Pengadilan Agama sebagai lembaga pelaksana kekuasaan kehakiman harus menempatkan dirinya sebagai lembaga peradilan yang sesungguhnya sesuai dengan kedudukanya yang telah diberikan oleh undang-undang Nomor 7 tahun 1989 tentang Peradilan Agama. Dengan demikian Pengadilan Agama perlu meningkatkan kualitas aparatnya sehingga dapat melaksanakan dengan baik dan benar tugas-tugas yang diberikan kepadanya. Adapun yang harus dilakukan adalah melaksanakan hukum yang acara dengan baik sesuai dengan ketentuan yang berlaku.
1.2 Rumusan Masalah
1.2.1 Apa saja Sumber Hukum Materiil dan Formil Peradilan Agama ?;
1.2.2 Bagaimana Proses Hukum Acara Pengadilan Agama ?;
1.2.3 Bagaimana Bentuk, Isi dan Kelengkapan Gugatan atau Permohonan ?;
1.2.4 Bagaimana Proses Penerimaan, Pemeriksaan dan Penyelesaian Perkara pada Peradilan Agama ?.
1.3 Tujuan Pembahasan
1.3.1 Mengetahui Sumber Hukum Materiil dan Formil Peraadilan Agama;
1.3.2 Mengetahui Proses Hukum Acara Pengadiilan Agama;
1.3.3 Mengetahui Bentuk, Isi dan Kelengkapan Gugatan atau Permohonan;
1.3.4 Mengetahui Proses Penerimaan, Pemeriksaan dan Penyelesaian Perkara pada Peradilan Agama.
BAB II
PEMBAHASAN
2.1 Sumber Hukum Materiil dan Formil Peradilan Agama
Dalam dunia peradilan termasuk lingkungan Peradilan Agama di Indonesia, sumber hukum yang dipakai atau dirujuk dalam memeriksa, memutus dan menyelesaikan perkara secara garis besar terbagi dua, yaitu Hukum Materiil dan Hukum Formil yang sering disebut hukum acara.
2.1.1 Pengertian
Hukum materiil peradilan agama ialah hukum yang mengatur kepentingan-kepentingan dan hubungan-hubungan yang berwujud perintah dan larangan yang telah tersampaikan dalam ajaran agama (hukum fiqih). Sedangkan hukum formil peradilan agama ialah hukum yang mengatur cara-cara mempertahankan dan melaksanakan hukum materiil peradilan agama, atau hukum yang memuat peraturan yang mengenai cara-cara mengajukan suatu perkara ke muka pengadilan agama dan tata cara hakim memberi putusan (Djalil, 2006:147).

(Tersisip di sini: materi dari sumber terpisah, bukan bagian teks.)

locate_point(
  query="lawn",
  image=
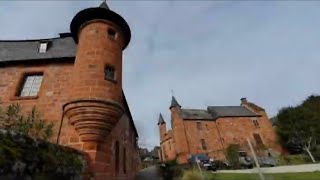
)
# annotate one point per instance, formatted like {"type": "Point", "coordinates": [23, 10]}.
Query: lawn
{"type": "Point", "coordinates": [278, 176]}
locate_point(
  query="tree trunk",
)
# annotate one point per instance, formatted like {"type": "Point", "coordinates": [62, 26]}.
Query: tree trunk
{"type": "Point", "coordinates": [308, 151]}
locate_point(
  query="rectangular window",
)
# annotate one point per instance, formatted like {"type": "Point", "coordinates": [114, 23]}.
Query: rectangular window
{"type": "Point", "coordinates": [109, 73]}
{"type": "Point", "coordinates": [124, 161]}
{"type": "Point", "coordinates": [199, 125]}
{"type": "Point", "coordinates": [31, 85]}
{"type": "Point", "coordinates": [203, 144]}
{"type": "Point", "coordinates": [43, 47]}
{"type": "Point", "coordinates": [258, 139]}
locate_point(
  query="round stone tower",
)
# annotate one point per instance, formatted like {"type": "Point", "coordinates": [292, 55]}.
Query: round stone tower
{"type": "Point", "coordinates": [96, 88]}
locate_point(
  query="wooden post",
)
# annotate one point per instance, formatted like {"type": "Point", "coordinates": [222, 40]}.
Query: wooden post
{"type": "Point", "coordinates": [255, 160]}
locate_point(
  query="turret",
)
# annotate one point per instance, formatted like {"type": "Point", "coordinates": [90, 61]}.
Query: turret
{"type": "Point", "coordinates": [174, 103]}
{"type": "Point", "coordinates": [162, 127]}
{"type": "Point", "coordinates": [96, 88]}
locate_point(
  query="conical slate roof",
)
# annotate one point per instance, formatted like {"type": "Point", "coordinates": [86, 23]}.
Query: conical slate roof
{"type": "Point", "coordinates": [174, 103]}
{"type": "Point", "coordinates": [104, 5]}
{"type": "Point", "coordinates": [101, 12]}
{"type": "Point", "coordinates": [161, 120]}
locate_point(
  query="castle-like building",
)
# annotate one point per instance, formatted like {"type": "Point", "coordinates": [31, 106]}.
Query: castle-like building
{"type": "Point", "coordinates": [75, 81]}
{"type": "Point", "coordinates": [211, 131]}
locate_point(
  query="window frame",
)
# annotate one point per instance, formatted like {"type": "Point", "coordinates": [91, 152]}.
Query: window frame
{"type": "Point", "coordinates": [203, 144]}
{"type": "Point", "coordinates": [117, 158]}
{"type": "Point", "coordinates": [124, 159]}
{"type": "Point", "coordinates": [256, 123]}
{"type": "Point", "coordinates": [258, 139]}
{"type": "Point", "coordinates": [21, 84]}
{"type": "Point", "coordinates": [112, 33]}
{"type": "Point", "coordinates": [113, 79]}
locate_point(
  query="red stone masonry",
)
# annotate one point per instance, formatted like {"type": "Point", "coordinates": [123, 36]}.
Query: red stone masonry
{"type": "Point", "coordinates": [217, 135]}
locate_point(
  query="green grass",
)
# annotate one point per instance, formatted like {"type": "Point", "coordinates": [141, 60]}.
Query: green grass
{"type": "Point", "coordinates": [279, 176]}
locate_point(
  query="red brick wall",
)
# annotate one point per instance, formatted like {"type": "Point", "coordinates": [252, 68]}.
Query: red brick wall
{"type": "Point", "coordinates": [208, 132]}
{"type": "Point", "coordinates": [52, 96]}
{"type": "Point", "coordinates": [168, 147]}
{"type": "Point", "coordinates": [219, 134]}
{"type": "Point", "coordinates": [104, 153]}
{"type": "Point", "coordinates": [53, 91]}
{"type": "Point", "coordinates": [179, 136]}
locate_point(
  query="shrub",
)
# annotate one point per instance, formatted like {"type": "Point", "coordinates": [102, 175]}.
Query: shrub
{"type": "Point", "coordinates": [293, 159]}
{"type": "Point", "coordinates": [31, 125]}
{"type": "Point", "coordinates": [194, 174]}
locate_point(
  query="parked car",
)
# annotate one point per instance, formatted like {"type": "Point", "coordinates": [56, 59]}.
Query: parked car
{"type": "Point", "coordinates": [246, 161]}
{"type": "Point", "coordinates": [204, 161]}
{"type": "Point", "coordinates": [220, 165]}
{"type": "Point", "coordinates": [268, 161]}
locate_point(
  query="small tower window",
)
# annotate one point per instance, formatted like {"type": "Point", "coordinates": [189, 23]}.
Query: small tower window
{"type": "Point", "coordinates": [203, 144]}
{"type": "Point", "coordinates": [256, 123]}
{"type": "Point", "coordinates": [31, 85]}
{"type": "Point", "coordinates": [43, 47]}
{"type": "Point", "coordinates": [112, 33]}
{"type": "Point", "coordinates": [109, 73]}
{"type": "Point", "coordinates": [199, 126]}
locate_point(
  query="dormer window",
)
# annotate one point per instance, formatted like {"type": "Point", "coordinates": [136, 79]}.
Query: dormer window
{"type": "Point", "coordinates": [43, 45]}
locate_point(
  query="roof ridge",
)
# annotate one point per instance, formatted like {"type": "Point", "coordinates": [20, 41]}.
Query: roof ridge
{"type": "Point", "coordinates": [31, 40]}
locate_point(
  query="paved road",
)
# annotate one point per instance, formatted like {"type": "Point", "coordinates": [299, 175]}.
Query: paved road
{"type": "Point", "coordinates": [149, 173]}
{"type": "Point", "coordinates": [279, 169]}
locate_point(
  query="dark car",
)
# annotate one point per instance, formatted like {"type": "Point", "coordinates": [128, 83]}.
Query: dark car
{"type": "Point", "coordinates": [204, 161]}
{"type": "Point", "coordinates": [268, 161]}
{"type": "Point", "coordinates": [246, 161]}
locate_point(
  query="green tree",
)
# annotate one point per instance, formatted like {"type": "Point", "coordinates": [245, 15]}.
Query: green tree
{"type": "Point", "coordinates": [300, 125]}
{"type": "Point", "coordinates": [32, 124]}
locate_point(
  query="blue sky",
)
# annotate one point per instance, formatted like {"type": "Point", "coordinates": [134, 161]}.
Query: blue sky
{"type": "Point", "coordinates": [207, 52]}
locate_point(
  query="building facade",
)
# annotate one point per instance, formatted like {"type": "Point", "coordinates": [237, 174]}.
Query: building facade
{"type": "Point", "coordinates": [211, 131]}
{"type": "Point", "coordinates": [75, 81]}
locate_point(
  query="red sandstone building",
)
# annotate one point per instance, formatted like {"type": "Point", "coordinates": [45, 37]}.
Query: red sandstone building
{"type": "Point", "coordinates": [211, 131]}
{"type": "Point", "coordinates": [75, 81]}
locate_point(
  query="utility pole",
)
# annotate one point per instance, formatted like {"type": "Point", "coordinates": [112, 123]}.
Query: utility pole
{"type": "Point", "coordinates": [255, 160]}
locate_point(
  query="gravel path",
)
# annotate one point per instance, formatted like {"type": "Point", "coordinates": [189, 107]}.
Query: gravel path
{"type": "Point", "coordinates": [150, 173]}
{"type": "Point", "coordinates": [279, 169]}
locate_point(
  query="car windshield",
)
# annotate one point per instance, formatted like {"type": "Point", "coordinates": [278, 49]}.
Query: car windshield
{"type": "Point", "coordinates": [202, 157]}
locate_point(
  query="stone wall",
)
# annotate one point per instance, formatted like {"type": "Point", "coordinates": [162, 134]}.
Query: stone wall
{"type": "Point", "coordinates": [54, 93]}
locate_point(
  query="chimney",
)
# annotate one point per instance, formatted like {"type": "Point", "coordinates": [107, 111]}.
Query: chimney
{"type": "Point", "coordinates": [243, 100]}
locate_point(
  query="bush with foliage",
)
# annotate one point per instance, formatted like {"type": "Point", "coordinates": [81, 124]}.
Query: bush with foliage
{"type": "Point", "coordinates": [195, 174]}
{"type": "Point", "coordinates": [24, 150]}
{"type": "Point", "coordinates": [31, 125]}
{"type": "Point", "coordinates": [299, 127]}
{"type": "Point", "coordinates": [233, 155]}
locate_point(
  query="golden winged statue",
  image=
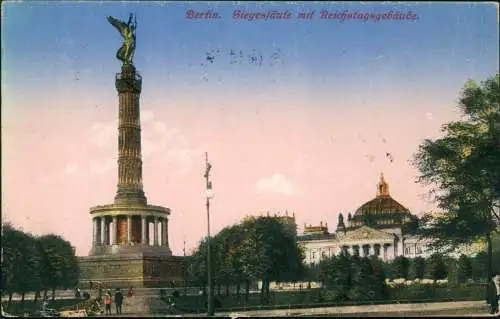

2.1.2 Sumber Hukum Materiil
Hukum Materiil Peradilan Agama adalah hukum Islam yang kemudian sering didefinisikan sebagai fiqh, yang sudah barang tentu rentang terhadap perbedaan pendapat.
Hukum Materiil Peradilan Agama pada masa lalu bukan merupakan hukum positiff dan masih tersebar dalam berbagai kitab fiqh karya ulama, karena tiap ulama fuqoha’ penulis kitab-kitab fiqh tersebut berlatar sosiokultural berbeda, sering menimbulkan perbedaan ketentuan hukum tentang masalah yang sama, maka untuk mengeleminasi perbedaan tersebut di satu sisi dan adanya kesamaan disisi lain, dikeluarkan Undang-Undang No.22 Tahun 1946 dan Undang-Undang No. 23 Taahun 1954 yang mengatur hukum tentang perkawinan, talak dan rujuk. Undang-Undang ini kemudian ditindaklanjuti dengan surat biro Peradilan Agama No. B/1/735 Tanggal 18 Februari 1958 yang merupakan pelaksanaan Peraturan Pemerintah No. 45 Tahun 1947 tentang Pembentukan Peradilan Agama di luar Jawa dan Madura.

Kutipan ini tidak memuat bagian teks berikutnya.